I have books about veganism, and books about keto, and books about ways to cook meat, and books about how to eliminate meat all together, and books about foods that make you look younger (among many, many other things). So many books that enticed me with their pictures of perfectly plated food and people smiling more in the grocery store than most kids smile at an amusement park. It was easy for me to see one of these books and imagine that all I had to do was buy it, read a few chapters, and then be transformed into a happier, healthier me. Easy to imagine, yes, but not so easy to execute.
In order to help others avoid the same path I’ve been down many times before, I’ve devised a list of questions to consider before purchasing their next diet book, or online program, or any other nutrition regimen that feels like it’ll be the answer to all their health dreams.
1) Can I afford this?
I’d be lying if I said I haven’t had more than one fantasy about having my own private chef to whip up perfectly nutritious and portioned meals at my every whim. But I can definitely not afford this. I can’t even afford to shop at the high end grocery store in my city for anything other than special treat items. So I always ask myself if what I’m signing up for is within my means. If it’s not, I have to pass. The stress of worrying about finances will outweigh any of the benefits a diet or meal plan might offer.
2) Do I have time for this?
Time is a precious commodity. I have things on my DVR from 3 years ago I still haven’t found the time to watch, so I’m sure that if a diet has meals that take longer than about 20 minutes to prepare I 100% will not stick to it. There are people who are retired or who love to dedicate time to meal prep that might have a wider range of things that will work for them. But scheduling is personal so I always make sure whatever I do works for me, and that applies to my day job, my social schedule, and my sleep!
3) Will the other people I cook for be able to make this work for them?
My husband works longer hours than me and that means I am usually the one that makes dinner. I love having the control over what gets prepared and he’s not picky so this works super well for us. But I have a feeling that if I started a diet that only allowed me to eat things that were the color green he’d start asking some questions about his evening meal. I’d prefer we’d not prep two separate meals for time and dirty dish purposes so I stick to things that we’ll both enjoy. If someone plays a similar role in their family they should think about how “modifiable” the meals are for pickier eaters (spouses and kids) or how willing those people would be to prepare their own food.

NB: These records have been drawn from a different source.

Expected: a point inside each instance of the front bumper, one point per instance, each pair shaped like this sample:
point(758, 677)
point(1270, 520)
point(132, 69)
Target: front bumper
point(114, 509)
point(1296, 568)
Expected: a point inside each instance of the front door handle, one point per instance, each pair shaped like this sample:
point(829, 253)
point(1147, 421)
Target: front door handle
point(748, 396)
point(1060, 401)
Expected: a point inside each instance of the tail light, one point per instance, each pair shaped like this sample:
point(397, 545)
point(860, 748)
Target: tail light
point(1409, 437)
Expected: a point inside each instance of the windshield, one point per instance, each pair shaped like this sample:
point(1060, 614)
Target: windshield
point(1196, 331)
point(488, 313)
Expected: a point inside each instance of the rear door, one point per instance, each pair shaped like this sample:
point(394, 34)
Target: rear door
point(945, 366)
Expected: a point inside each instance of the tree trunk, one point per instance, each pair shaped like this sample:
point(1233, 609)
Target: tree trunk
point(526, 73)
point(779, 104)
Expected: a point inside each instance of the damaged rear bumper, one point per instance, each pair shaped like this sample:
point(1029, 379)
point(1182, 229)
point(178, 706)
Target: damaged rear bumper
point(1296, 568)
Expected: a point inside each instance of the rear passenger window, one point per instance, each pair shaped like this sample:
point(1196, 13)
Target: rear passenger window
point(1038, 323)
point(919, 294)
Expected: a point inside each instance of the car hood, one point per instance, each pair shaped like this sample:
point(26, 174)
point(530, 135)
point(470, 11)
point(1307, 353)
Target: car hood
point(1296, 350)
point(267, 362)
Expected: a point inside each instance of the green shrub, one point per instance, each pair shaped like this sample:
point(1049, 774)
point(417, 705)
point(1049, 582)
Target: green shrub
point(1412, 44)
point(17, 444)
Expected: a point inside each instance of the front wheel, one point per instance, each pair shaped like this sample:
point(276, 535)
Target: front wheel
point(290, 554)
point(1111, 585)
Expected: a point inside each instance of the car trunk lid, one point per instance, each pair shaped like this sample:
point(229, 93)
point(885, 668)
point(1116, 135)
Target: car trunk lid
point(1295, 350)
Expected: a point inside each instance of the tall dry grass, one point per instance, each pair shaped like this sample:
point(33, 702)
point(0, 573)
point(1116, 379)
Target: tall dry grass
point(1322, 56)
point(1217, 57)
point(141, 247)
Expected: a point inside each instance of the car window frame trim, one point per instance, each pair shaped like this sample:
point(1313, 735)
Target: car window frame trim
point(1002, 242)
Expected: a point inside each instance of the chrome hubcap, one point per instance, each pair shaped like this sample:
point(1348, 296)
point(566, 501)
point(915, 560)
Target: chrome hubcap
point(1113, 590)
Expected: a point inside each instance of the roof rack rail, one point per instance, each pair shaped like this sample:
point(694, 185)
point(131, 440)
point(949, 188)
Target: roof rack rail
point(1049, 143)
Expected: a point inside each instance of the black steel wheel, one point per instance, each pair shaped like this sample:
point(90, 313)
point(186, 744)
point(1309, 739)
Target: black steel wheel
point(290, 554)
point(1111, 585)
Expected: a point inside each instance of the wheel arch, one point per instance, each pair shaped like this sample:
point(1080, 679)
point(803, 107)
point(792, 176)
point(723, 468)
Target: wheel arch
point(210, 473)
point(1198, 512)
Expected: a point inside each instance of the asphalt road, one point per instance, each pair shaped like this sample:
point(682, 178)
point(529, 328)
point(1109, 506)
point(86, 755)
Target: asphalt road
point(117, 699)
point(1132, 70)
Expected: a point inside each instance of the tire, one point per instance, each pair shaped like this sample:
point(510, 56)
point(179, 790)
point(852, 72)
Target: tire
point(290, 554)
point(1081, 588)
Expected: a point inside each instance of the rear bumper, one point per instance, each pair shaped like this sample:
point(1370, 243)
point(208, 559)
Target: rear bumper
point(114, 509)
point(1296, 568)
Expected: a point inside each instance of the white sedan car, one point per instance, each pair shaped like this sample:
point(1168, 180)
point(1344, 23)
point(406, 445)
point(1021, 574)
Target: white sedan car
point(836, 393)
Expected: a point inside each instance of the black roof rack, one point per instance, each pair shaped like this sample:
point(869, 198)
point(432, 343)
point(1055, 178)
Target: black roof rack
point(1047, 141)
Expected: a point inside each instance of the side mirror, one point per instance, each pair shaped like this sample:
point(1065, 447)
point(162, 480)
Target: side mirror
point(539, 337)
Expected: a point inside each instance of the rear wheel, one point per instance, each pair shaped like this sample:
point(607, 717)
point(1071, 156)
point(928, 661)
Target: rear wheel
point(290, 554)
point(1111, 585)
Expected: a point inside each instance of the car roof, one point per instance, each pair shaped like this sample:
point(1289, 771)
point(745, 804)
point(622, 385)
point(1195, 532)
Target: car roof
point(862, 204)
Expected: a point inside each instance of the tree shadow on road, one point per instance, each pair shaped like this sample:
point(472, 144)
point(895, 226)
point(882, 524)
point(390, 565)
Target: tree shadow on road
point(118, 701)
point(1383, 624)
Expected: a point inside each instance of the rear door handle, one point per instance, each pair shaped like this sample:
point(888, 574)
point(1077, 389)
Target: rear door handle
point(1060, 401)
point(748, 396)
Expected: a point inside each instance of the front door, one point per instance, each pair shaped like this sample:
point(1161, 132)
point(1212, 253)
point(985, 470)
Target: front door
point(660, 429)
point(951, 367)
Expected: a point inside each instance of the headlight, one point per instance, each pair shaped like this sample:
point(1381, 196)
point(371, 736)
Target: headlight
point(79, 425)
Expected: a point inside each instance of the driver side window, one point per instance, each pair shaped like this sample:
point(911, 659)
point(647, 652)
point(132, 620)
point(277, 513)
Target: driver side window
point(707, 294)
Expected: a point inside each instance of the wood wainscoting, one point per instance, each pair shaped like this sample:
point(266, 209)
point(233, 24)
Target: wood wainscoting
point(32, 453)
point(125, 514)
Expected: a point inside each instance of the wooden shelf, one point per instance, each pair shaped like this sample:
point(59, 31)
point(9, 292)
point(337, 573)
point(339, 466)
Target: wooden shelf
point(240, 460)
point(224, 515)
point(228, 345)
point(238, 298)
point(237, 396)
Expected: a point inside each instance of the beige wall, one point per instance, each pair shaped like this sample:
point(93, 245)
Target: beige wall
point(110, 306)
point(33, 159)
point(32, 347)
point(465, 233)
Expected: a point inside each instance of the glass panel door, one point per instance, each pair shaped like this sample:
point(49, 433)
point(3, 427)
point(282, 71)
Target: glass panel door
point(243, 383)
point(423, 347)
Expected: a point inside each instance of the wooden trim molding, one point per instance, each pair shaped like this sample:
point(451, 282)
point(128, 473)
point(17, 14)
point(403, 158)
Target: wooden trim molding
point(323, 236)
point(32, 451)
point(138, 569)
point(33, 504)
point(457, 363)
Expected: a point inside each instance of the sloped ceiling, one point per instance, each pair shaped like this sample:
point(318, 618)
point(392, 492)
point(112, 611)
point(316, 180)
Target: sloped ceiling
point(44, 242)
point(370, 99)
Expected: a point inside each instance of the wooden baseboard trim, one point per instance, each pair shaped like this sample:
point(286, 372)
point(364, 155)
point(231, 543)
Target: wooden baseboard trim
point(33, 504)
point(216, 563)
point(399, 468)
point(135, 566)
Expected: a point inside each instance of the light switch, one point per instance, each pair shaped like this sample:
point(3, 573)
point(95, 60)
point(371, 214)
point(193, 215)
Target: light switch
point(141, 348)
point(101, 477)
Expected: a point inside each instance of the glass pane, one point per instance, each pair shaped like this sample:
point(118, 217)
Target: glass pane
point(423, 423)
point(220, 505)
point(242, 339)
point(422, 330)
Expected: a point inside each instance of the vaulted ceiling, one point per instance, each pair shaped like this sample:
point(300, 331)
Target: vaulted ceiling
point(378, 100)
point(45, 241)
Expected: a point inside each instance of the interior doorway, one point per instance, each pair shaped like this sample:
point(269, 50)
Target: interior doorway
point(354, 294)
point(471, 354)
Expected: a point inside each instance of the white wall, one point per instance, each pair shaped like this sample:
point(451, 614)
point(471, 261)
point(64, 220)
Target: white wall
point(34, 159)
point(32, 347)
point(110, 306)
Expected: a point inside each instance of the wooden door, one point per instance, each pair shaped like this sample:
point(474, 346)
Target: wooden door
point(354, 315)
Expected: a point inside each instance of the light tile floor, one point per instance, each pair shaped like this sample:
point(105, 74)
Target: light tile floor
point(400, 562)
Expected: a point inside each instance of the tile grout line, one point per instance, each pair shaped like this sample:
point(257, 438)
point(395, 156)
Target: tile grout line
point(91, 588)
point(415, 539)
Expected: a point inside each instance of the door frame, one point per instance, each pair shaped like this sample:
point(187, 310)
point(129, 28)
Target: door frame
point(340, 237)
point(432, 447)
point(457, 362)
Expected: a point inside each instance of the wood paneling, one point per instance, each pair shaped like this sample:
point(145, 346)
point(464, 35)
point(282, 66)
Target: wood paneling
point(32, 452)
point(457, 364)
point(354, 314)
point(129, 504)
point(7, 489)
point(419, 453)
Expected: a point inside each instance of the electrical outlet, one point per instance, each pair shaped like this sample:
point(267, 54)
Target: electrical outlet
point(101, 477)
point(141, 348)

4) Will this make me feel good?
I’m sure drinking nothing but lemon water for a week would help me shed some pounds, but I’m also sure that I’d be pretty miserable doing something like that. I’d be hungry and grumpy and tired and it might be one of the worst weeks of my life. And sometimes feeling good on a diet doesn’t just mean physically. If all my friends are at a party and enjoying a slice of birthday cake and I can’t, I’m going to feel pretty bummed and left out. It’s best to pick a diet that supports feeling good in every sense of the word.
5) Can I do this forever?
Forever can be a scary word, but it’s definitely a word I think about when I’m thinking about my health habits. Sugar is not something that adds nutrients to a diet, but it is something I know I could never break up with forever – so when I’m picking a diet I pick one that allows the occasional treat. Others might love bacon too much to spend the rest of their life as a vegetarian. It doesn’t really matter what the non-negotiable is, what matters is that it’s there to throw a person off track if they pick a diet that’s too harsh or strict. And it’ll usually lead to doing more harm than good in the long run. So I always find meal plans that’ll work for me. I feel more confident knowing I can commit without “cheating,” and the “forever” becomes a lot less daunting.